For Poetry magazine, the critic Richard Howard reviewed Turtle Island alongside new collections by Marvin Bell and David Wagoner. According to Howard, the book describes "where we are and where he wants us to be," although the difference between those two is "so vast that the largely good-humored resonance of the poems attests to Snyder's forbearance, his enforced detachment." He praised the book's poems for their meditative quality and their lack of preachiness or invective. He described the poems as "transitory, elliptical, extraterritorial" works, in which "the world becomes largely a matter of contours and traces to be guessed at, marveled over, left alone."
In Library Journal, James McKenzie wrote:
Writing for the Christian Science Monitor, Victor Howes praised the book's "gentle, uncomplicated love-lyrics to planet earth" and said it would be equally appealing to poetry readers and to conservationists. Herbert Leibowitz, writing for the New York Times Book Review, was less enthusiastic. While Leibowitz found merit in a select few poems and praised Snyder's prose as "vigorous and persuasive", he found the collection "flat, humorless... uneventful... oddly egotistical". In his view, it was "a textbook example of the limits of Imagism." Still, the critic said he was "reluctant to mention these doubts" because he found Snyder's fundamental environmentalist message to be so laudatory, even "on the side of the gods."
The first American edition was limited to 2,000 copies. As of 2005, the book had been reprinted roughly once a year in the United States, placing it among a handful of Snyder's books that have never gone out-of-print. It has sold more than 100,000 copies. The book has been translated into Swedish, French, Japanese, and German.

Pulitzer Prize

Snyder received the Pulitzer Prize for Poetry for Turtle Island in May 1975. Because of Snyder's remoteness at Kitkitdizze, news of the award took some time to reach him. It was the first time a Pulitzer had been given to a poet from the West Coast. The prestigious award helped to legitimize Snyder's idiosyncratic worldview in the intellectual mainstream.

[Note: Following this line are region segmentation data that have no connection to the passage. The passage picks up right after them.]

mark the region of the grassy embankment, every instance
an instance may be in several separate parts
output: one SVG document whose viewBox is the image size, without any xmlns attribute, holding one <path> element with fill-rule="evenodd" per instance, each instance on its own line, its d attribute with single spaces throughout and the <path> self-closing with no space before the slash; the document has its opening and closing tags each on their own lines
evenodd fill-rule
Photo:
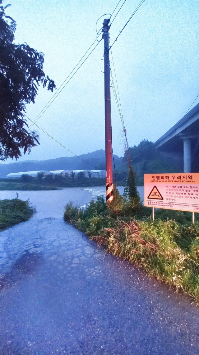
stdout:
<svg viewBox="0 0 199 355">
<path fill-rule="evenodd" d="M 36 191 L 40 190 L 58 190 L 62 187 L 88 187 L 104 185 L 104 179 L 84 178 L 79 179 L 58 177 L 56 178 L 44 178 L 41 179 L 28 177 L 25 181 L 21 178 L 0 179 L 0 190 L 16 190 Z"/>
<path fill-rule="evenodd" d="M 151 209 L 137 199 L 135 203 L 126 196 L 119 198 L 117 210 L 116 206 L 107 207 L 102 196 L 85 211 L 68 203 L 64 219 L 104 245 L 108 252 L 137 264 L 199 304 L 198 214 L 193 225 L 190 213 L 159 210 L 153 222 Z"/>
<path fill-rule="evenodd" d="M 17 198 L 0 201 L 0 231 L 28 220 L 33 213 L 28 201 Z"/>
</svg>

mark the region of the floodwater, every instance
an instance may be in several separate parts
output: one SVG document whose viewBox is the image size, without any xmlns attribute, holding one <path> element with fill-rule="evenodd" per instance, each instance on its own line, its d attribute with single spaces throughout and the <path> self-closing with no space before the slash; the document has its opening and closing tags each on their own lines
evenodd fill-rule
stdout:
<svg viewBox="0 0 199 355">
<path fill-rule="evenodd" d="M 18 192 L 37 213 L 0 233 L 0 354 L 199 353 L 198 307 L 63 220 L 103 187 Z"/>
</svg>

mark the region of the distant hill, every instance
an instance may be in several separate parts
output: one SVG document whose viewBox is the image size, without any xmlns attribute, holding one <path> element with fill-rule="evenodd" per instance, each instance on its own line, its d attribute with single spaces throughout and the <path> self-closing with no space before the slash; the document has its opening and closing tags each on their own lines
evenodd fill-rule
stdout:
<svg viewBox="0 0 199 355">
<path fill-rule="evenodd" d="M 44 160 L 28 160 L 10 164 L 0 164 L 0 178 L 6 178 L 11 173 L 32 171 L 37 170 L 91 170 L 105 169 L 105 152 L 103 149 L 96 151 L 79 155 L 85 163 L 76 157 L 63 157 L 56 159 Z M 116 167 L 121 164 L 122 158 L 114 155 Z"/>
</svg>

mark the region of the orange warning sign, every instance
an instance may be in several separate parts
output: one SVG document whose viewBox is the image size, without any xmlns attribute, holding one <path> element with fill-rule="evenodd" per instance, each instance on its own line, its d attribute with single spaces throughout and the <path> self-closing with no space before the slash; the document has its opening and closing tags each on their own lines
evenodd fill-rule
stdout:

Along with the award itself, Snyder received a check for $1,000. According to his friend Steve Sanfield, Snyder quietly donated the money to a local volunteer organization that was building a new school in the San Juan Ridge area. The volunteers told Snyder that they would probably spend the money on beer, Sanfield said, and "though none of us knew where those beers came from at the time, they sure did taste good." Snyder maintained that the best perk of winning the Pulitzer Prize was that people no longer introduced him as "a Beat poet".